Demucs
Demucs (Deep Extractor for Music Sources) is a state-of-the-art open-source AI model for music source separation, developed by Meta AI Research. It separates audio into individual stems like vocals, drums, bass, and other instruments in the waveform domain. The current version, 4.0.1, features a Hybrid Transformer architecture. Demucs is actively maintained and regularly updated, offering high-quality separation capabilities for various applications in music production and audio analysis.
Warnings
- breaking Demucs v4.0.1 and later require Python 3.8 or higher. Python 3.7 is no longer supported.
- breaking Major architectural changes in Demucs v4 introduce breaking changes. Users updating from v3 might need to reinstall the library from scratch due to altered dependencies and internal structures.

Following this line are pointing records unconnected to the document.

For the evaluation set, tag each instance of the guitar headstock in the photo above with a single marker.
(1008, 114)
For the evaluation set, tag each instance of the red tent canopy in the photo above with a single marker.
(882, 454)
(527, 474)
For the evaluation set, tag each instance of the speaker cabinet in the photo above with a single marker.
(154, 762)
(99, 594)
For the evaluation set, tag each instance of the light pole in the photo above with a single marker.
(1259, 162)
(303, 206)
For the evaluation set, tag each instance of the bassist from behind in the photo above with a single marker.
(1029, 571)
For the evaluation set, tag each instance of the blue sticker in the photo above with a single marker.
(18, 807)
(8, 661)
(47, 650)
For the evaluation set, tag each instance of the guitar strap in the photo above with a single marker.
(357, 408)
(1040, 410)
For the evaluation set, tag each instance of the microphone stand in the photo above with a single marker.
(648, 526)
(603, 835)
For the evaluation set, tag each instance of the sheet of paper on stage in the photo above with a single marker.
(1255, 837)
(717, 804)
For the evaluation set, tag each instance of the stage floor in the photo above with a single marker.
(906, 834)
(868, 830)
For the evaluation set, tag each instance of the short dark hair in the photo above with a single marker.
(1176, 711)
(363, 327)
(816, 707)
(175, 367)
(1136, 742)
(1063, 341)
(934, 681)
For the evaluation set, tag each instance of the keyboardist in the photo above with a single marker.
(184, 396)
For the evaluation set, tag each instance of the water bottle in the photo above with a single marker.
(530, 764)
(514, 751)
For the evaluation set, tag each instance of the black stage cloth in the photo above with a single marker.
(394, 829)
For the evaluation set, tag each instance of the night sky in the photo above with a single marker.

- gotcha Users often encounter 'CUDA out of memory' errors when processing long audio files on GPUs, especially with high sample rates or default settings.
- gotcha Demucs models (especially V4) are primarily trained on 44.1kHz or 48kHz audio. Using input audio with significantly different sample rates (e.g., 96kHz) may result in suboptimal separation quality.
- gotcha By default, Demucs automatically rescales each output stem to prevent clipping. This can alter the relative volume levels between the separated stems, which might not be desired for certain applications.
Install
-
pip install demucs -
pip install torch torchvision torchaudio --index-url https://download.pytorch.org/whl/cu118 && pip install demucs
Imports
- Separator
import demucs.api separator = demucs.api.Separator()
- pretrained, apply_model
from demucs import pretrained from demucs.apply import apply_model
Quickstart
import demucs.api
import os
# Create a dummy audio file for demonstration
dummy_audio_path = "test_audio.wav"
# This requires soundfile and numpy. In a real scenario, you would load an actual audio file.
try:
import numpy as np
import soundfile as sf
samplerate = 44100 # Hz
duration = 5 # seconds
frequency = 440 # Hz (A4 note)
t = np.linspace(0., duration, int(samplerate * duration), endpoint=False)
data = 0.5 * np.sin(2 * np.pi * frequency * t)
sf.write(dummy_audio_path, data, samplerate)
print(f"Created dummy audio file: {dummy_audio_path}")
# Initialize the separator. Uses the default 'htdemucs' model.
# You can specify other models: 'htdemucs_ft', 'mdx_extra', 'mdx_extra_q'
separator = demucs.api.Separator()
print(f"Separating audio file: {dummy_audio_path}")
# Separate the audio file
# The 'separated' variable will contain a dictionary where keys are stem names
# and values are the separated audio tensors (e.g., 'vocals', 'drums', 'bass', 'other')
origin, separated_stems = separator.separate_audio_file(dummy_audio_path)
# Save the separated stems
output_dir = "separated_stems"
os.makedirs(output_dir, exist_ok=True)
for stem_name, stem_audio in separated_stems.items():
output_path = os.path.join(output_dir, f"{os.path.basename(dummy_audio_path).replace('.wav', '')}_{stem_name}.wav")
demucs.api.save_audio(stem_audio, output_path, samplerate=separator.samplerate)
print(f"Saved {stem_name} to {output_path}")
finally:
# Clean up dummy file
if os.path.exists(dummy_audio_path):
os.remove(dummy_audio_path)
# Note: 'separated_stems' directory is left for inspection.
print(f"Cleaned up dummy audio file: {dummy_audio_path}")